Setelah Islam datang, Rasulullah mengakui berbagai muamalat yang
berhubungan dengan Dinar Romawi dan Dirham Persia. Beliau juga mengakui standar
timbangan yang berlaku di kalangan kaum Qurays untuk menimbang berat dinar dan
dirham. Umat muslim terus menggunaakan Dinar Romawi dan Dirham Persia dalam
bentuk aslinya sepanjang hayat Rasulullah dan dilanjutkan masa kekhilafan Abu
Bakar Ash Siddiq dan awal kekhilafahan Umar Ibn Khattab. Pada masa Umar yang
tepat tahun ke-8 Umar menjabat khalifah, Umar mencetak uang dirham baru
berdasarkan pola dirham Persia. Berat, gambar, maupun tulisan bahlawinya tetap
ada, hanya ditambah dengan lafadz yang ditulis dengan huruf arab gaya kufi,
seperti lafadz bismillah dan bismillah rabbi yang terletak pada
tepian lingkaran.
Pada tahun 75 Hijriyah atau 695M Khalifah Abdul Malik Bin Marwan
mencetak dirham khusus yang bercorak Islam, dengan lafadzlafadz Islam yang
ditulis dengan huruf arab gaya kufi, pola dirham Persia tidak dipakai lagi. Dua
tahun kemudian Abdul Malik Bin Marwan mencetak dinar khusus yang bercorak islam
setelah meeninggalkan pola dinar Romawi, selain itu beliau juga menginstrusikan
untuk menghapus gambar-gambar manusia dan hewan pada dinar dan dirham untuk
diganti dengan lafad islam, lafadz islam yang tercetak misalnya kalimat Allahu
Ahad dan Allahu Baqq’, gambar manusia dan hewan tidak dipakai lagi, dinar
dan dirham pada satu sisinya diberi tulisan Laa Ilaaha Illallah, sedangkan
sisi sebaliknya terdapat tanggal percetakan dan nama khalifah yang sedang memerintah pada saat percetakan mata uang.
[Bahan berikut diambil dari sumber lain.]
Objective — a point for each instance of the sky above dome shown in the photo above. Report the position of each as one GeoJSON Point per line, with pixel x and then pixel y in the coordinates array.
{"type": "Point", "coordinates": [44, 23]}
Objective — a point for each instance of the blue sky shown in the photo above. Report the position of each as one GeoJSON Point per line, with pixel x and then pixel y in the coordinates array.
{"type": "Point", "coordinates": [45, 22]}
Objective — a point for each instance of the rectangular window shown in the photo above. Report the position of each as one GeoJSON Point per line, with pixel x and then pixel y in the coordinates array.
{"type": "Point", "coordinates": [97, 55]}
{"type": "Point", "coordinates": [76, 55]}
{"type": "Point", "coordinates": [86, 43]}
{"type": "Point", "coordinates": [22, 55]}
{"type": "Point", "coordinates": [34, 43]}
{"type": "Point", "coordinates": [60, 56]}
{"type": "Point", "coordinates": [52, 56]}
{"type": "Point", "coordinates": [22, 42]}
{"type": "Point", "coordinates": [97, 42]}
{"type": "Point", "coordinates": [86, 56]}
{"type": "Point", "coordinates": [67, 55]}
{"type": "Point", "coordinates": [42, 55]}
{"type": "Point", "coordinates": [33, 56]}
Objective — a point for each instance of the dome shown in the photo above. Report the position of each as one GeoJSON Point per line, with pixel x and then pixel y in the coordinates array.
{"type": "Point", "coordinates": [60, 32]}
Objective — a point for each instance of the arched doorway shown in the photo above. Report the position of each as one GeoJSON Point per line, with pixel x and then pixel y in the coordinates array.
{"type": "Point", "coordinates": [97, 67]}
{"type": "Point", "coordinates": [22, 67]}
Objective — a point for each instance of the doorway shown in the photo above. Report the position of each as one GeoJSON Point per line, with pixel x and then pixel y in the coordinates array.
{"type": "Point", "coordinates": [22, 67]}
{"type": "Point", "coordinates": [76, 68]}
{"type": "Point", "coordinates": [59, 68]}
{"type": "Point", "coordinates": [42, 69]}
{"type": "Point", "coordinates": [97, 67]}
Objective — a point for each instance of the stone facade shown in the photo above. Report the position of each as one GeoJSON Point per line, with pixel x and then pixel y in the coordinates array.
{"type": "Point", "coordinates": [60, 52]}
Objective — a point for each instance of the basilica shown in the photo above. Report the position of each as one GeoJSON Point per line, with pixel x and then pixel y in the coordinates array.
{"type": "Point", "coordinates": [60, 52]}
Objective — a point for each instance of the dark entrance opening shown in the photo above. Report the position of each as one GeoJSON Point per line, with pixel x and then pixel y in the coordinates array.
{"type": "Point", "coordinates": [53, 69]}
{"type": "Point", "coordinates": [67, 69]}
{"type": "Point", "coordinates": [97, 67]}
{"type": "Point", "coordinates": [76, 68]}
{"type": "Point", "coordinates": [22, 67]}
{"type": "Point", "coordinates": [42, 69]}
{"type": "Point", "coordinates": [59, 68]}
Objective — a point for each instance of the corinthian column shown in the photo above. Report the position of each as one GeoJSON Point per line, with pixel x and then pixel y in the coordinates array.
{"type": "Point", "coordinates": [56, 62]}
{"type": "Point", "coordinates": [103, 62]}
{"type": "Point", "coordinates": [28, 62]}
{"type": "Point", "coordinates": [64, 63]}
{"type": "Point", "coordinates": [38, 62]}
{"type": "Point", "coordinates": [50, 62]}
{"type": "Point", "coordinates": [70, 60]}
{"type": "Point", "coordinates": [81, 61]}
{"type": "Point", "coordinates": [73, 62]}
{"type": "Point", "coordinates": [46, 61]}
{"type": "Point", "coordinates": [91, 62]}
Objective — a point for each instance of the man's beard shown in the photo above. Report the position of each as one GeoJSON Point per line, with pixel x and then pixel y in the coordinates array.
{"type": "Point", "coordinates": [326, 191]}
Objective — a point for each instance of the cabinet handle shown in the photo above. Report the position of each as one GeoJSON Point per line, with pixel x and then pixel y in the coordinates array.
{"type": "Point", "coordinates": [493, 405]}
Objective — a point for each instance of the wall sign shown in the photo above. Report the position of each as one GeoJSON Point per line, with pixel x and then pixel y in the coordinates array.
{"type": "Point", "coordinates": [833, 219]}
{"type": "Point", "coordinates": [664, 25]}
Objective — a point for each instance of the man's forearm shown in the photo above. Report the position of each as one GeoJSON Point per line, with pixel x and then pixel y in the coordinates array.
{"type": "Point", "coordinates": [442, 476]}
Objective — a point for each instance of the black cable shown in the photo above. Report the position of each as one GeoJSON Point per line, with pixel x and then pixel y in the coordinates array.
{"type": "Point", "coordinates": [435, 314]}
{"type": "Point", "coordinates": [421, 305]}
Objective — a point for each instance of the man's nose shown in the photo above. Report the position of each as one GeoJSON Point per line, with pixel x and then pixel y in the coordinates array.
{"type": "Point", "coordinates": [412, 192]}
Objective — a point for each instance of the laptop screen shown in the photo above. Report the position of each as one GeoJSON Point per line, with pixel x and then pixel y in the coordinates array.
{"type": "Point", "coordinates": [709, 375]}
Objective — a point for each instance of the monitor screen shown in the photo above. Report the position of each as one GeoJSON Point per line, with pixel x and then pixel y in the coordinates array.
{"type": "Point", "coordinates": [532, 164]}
Percetakan dinar
dan dirham yang belakangan memperkenalkan kalimat syahadat, shalawat Nabi
Muhammad, satu ayat Al Qur’an atau lafadz yang menggambarkan kebesaran ALLAH
SWT.[4]
Terobosan unik yaitu yang dilakukan gubernur Kuffah yang mencetak
uang dengan gaya kombinasi Persia dan Romawi. Pada tahun 72-74 H Bishri bin
Marwan mencetak mata uang yang disebut atawiyya. Sampai pada zaman ini
mata uang khalifah beredar bersama dinar Romawi dan dirham Persia serta sedikit
himyarite Yaman. Barulah pada zaman Abdul Malik (76 H) tempat percetakan dapat
terorganisasi dengan kontrol pemerintah yaitu dengan didirikannya tempat
percetakan di Dara’jarb, Suq Ahwaz, Sus, Jay, Manadar. Maysan, Ray, Abarqubadh.
[1] Muhaimin Iqbal, Dinar The Real Money: Dinar Emas, Uang Dan Investasiku, Jakarta: Gema Insani Press, hlm. 29-30.
[2] Ibid., hlm. 31.
[3] Ahmad Hasan, Op. Cit., hlm. 22.
[4] Muhammad Ismail Yusanto, et al. Dinar Emas Solusi Krisis Moneter, Jakarta Selatan: PIRAC, SEM Institute Infid, 2001.